CNN correspondent Ivan Watson traveled to Sweden to investigate President Donald Trump's assertion that the country was under siege by Muslim refugees, but the report only managed to find unrelated crimes, like "a moose getting intimate with a wooden moose."
February 20, 2017

CNN correspondent Ivan Watson traveled to Sweden to investigate President Donald Trump's assertion that the country was under siege by Muslim refugees, but the report only managed to find unrelated crimes, like "a moose getting intimate with a wooden moose."

At a rally in Florida on Saturday, Trump suggested that there had been a terror incident "last night in Sweden." The president later clarified that he had been referencing a report he had seen the prior night on Fox News, which has been largely debunked.

Reporting from Stockholm on Monday, Watson told CNN host Ana Cabrera that he had been unable to back up Trump's claims.

"There was a car chase here in Stockholm with an inebriated driver," Watson said, citing a crime blotter published in a local paper.

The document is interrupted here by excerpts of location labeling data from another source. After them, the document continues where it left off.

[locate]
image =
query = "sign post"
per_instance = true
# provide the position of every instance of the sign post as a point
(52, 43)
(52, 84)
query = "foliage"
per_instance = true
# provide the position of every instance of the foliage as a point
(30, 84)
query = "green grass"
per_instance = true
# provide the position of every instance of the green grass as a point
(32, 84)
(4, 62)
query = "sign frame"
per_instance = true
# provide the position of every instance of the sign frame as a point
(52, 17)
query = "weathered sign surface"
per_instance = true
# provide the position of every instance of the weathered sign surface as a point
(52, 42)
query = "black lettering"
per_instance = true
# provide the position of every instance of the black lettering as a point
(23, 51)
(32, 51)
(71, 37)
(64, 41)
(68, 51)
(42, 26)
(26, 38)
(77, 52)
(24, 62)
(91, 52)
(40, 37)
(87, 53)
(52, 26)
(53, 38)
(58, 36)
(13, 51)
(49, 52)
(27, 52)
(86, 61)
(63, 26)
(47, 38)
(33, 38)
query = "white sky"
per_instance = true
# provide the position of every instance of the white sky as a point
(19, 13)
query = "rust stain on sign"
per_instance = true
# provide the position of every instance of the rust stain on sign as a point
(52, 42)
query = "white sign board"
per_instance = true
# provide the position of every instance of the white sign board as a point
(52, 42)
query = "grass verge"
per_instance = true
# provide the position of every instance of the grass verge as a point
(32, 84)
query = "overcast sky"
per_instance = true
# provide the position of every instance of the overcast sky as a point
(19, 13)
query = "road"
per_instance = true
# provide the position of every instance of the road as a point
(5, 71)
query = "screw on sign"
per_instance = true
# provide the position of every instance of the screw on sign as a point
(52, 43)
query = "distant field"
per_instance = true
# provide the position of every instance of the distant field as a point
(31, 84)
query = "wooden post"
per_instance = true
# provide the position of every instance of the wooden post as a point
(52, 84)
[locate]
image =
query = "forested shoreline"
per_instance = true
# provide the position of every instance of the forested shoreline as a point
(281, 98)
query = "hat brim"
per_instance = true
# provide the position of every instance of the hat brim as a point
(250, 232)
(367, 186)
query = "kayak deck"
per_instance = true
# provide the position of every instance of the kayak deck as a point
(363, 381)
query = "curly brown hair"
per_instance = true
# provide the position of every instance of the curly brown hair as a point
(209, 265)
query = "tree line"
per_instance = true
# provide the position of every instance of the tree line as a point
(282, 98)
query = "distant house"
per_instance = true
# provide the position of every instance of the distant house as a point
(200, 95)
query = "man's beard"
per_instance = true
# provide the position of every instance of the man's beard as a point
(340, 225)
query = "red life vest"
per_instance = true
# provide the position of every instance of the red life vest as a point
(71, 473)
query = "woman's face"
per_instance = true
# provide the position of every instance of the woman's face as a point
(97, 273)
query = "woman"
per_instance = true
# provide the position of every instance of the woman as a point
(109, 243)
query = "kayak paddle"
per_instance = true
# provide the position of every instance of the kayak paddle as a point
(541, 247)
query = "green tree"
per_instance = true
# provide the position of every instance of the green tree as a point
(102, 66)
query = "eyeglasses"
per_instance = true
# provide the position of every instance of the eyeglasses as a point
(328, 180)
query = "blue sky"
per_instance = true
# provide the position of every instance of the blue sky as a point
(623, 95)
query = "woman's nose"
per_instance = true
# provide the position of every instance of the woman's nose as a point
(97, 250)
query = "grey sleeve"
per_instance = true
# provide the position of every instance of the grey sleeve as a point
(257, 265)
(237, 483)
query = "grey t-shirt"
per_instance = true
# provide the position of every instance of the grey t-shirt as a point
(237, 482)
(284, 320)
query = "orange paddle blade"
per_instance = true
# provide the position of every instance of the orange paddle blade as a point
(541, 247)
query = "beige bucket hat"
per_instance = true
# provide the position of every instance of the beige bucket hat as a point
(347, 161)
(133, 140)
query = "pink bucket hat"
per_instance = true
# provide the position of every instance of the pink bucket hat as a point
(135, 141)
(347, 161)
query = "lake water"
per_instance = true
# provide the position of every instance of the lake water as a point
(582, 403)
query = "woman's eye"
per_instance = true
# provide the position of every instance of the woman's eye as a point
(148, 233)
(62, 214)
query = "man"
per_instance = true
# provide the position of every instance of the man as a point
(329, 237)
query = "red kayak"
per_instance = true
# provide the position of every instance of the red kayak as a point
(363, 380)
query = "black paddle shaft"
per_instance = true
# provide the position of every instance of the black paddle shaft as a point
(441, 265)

"There was an incident involving a moose getting very intimate with a wooden moose somewhere upcountry," the CNN reporter added. "But nothing that really seemed to fit a pattern of Islamic-inspired terrorism. In fact, this country hasn't seen an attack like that in years and years."

Watson pointed out that Sweden was more likely to experience "neo-Nazi-style attacks on immigrants."

"National crime statistics here in Sweden are lower than the statistics in the U.S.," the CNN correspondent observed.